The details of the Mirovich conspiracy were never made public. The two guards, Vlasev and Chekin, were rewarded with promotion and seven thousand rubles each for “loyally performing their duty.” The sixteen soldiers who had been under their command guarding Ivan in the inner Schlüsselburg citadel each received one hundred rubles; in return, they pledged not to speak of what they had seen and heard.
In Russia, public doubts regarding the empress’s role in Ivan’s death could be m
anaged. Within the Russian government, the court, the nobility, and the army, the opinion was that whether or not Catherine bore some responsibility, she had done what had to be done. In Europe, however, where Catherine had been working to present herself as a daughter of the Enlightenment, it was not so easy. Some supported what Catherine had done; others disapproved; some both approved and disapproved. Madame Geoffrin, the leader and hostess of the dominant literary and artistic salon in Paris, wrote to Stanislaus Poniatowski in Poland criticizing Catherine for becoming too involved in the trial and sentence. “The manifesto she [Catherine] has issued on the death of Ivan is ridiculous,” she said. “There was no necessity of her saying anything whatever. Mirovich’s trial was entirely sufficient.” To Catherine herself, with whom she occasionally corresponded, Madame Geoffrin wrote, “It seems to me that if I were on the throne, I should wish to let my actions speak and impose silence on my pen.”

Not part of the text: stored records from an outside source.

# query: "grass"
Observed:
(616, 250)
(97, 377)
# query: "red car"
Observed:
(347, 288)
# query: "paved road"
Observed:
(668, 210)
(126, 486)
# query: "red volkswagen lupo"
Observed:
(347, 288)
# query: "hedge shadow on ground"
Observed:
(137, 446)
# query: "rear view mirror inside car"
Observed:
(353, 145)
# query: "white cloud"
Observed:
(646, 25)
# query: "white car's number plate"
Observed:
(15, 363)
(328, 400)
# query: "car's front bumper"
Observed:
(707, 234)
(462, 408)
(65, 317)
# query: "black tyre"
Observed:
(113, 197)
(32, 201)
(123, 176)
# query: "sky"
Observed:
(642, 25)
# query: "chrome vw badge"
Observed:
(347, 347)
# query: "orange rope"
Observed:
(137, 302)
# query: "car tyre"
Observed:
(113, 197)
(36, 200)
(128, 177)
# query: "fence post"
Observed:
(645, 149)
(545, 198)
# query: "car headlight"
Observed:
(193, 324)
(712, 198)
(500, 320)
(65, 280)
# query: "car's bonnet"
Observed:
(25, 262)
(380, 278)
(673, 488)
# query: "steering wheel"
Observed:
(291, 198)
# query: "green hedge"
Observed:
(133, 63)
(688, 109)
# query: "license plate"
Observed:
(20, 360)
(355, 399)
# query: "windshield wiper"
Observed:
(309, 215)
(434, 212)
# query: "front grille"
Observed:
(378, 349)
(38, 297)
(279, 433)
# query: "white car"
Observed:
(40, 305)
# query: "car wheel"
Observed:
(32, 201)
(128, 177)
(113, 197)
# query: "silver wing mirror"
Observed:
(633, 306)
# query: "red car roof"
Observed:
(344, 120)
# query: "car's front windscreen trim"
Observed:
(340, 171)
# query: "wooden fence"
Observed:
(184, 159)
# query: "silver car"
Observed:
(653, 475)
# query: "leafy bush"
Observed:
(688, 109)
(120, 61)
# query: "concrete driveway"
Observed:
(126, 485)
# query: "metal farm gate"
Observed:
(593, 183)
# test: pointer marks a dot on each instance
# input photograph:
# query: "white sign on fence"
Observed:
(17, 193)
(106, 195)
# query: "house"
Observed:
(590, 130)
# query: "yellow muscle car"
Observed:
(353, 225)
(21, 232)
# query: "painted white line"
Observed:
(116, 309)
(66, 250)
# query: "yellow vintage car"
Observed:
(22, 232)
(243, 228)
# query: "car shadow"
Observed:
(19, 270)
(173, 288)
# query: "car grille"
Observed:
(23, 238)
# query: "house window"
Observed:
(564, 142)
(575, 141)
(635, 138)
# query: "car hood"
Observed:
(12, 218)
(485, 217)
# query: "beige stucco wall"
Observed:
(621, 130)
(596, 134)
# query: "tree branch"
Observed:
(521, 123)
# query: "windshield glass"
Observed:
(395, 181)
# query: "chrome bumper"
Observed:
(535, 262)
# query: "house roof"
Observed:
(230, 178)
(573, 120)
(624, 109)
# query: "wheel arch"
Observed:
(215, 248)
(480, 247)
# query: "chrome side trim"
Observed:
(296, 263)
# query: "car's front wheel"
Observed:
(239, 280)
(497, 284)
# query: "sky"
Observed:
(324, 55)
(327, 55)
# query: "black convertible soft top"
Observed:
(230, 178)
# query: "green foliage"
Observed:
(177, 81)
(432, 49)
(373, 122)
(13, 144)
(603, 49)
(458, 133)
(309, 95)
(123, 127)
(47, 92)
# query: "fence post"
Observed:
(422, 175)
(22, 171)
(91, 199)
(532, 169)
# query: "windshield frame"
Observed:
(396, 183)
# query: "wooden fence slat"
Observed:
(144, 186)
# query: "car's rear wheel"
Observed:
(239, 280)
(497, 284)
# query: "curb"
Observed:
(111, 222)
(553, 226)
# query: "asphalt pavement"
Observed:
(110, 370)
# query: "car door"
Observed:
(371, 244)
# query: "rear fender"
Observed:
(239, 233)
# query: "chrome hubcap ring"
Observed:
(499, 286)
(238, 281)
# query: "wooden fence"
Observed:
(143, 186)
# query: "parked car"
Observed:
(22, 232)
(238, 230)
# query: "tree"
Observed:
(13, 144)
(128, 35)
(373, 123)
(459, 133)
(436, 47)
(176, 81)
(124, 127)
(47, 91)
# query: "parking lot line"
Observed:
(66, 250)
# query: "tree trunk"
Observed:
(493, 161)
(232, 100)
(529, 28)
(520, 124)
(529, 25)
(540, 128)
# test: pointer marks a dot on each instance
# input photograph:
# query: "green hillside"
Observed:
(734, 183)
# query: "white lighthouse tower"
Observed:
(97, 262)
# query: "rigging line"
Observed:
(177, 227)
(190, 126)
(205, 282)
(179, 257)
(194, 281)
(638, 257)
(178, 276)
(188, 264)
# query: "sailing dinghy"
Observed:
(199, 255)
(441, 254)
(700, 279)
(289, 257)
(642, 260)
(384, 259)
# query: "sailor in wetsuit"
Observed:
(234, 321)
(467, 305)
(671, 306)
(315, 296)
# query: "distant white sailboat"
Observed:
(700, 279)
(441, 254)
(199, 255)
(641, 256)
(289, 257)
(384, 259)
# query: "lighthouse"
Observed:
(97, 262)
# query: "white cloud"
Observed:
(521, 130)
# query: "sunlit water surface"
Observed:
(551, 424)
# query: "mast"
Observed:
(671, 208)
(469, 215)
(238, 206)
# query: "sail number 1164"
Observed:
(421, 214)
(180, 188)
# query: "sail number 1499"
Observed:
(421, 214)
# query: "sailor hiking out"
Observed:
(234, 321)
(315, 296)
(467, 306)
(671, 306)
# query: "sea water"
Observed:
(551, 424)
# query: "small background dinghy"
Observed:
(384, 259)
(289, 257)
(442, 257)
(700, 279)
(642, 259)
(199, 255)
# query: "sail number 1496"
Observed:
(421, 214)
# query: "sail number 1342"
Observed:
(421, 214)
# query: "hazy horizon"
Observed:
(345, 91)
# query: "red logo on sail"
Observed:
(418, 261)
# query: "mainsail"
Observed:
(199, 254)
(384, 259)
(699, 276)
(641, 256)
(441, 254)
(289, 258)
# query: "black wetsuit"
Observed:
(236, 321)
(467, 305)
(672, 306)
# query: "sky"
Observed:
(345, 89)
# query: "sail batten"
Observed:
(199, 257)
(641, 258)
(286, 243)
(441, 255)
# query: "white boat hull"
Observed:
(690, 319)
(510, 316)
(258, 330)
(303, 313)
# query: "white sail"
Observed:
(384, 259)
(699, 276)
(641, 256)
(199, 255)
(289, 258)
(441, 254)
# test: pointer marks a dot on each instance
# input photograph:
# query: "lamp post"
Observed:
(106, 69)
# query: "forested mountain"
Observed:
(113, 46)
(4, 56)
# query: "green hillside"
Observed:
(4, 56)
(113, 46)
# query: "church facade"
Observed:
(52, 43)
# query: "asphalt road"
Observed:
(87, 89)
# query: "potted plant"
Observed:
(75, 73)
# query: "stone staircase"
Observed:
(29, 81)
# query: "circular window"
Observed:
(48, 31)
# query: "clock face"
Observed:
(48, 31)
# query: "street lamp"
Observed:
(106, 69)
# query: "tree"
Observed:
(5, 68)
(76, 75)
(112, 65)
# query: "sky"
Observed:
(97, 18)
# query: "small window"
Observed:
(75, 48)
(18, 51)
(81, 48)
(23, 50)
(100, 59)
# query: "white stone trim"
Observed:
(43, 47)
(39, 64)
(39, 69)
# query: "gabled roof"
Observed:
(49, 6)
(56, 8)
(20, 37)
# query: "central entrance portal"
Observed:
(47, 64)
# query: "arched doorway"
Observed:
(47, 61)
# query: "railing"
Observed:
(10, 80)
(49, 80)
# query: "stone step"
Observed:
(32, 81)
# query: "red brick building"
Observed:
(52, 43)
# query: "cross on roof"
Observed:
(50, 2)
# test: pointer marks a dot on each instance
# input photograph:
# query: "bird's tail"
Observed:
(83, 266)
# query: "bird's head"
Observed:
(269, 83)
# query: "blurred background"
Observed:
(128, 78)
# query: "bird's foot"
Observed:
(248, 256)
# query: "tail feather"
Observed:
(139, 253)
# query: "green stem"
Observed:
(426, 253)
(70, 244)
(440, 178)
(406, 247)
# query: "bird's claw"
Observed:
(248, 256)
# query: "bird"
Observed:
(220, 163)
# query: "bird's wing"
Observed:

Offended by these judgments from afar, Catherine fired back:
I am tempted to say to you that you discuss this manifesto as a blind man discussed colors. It was never composed for foreign powers, but to inform the Russian public of Ivan’s death. It was necessary to say how he died. To have failed to do so would have been to confirm the malicious rumors spread by the ministers of courts which envy me and bear me ill will.… In your country, people find fault with this manifesto; in your country they have also found fault with the Good Lord, and here people sometimes find fault with the French. But it is nonetheless true that here this manifesto and the criminal’s head have put an end to all fault-finding. Therefore, the purpose was accomplished and my manifesto did not fail of its object. Therefore, it was good.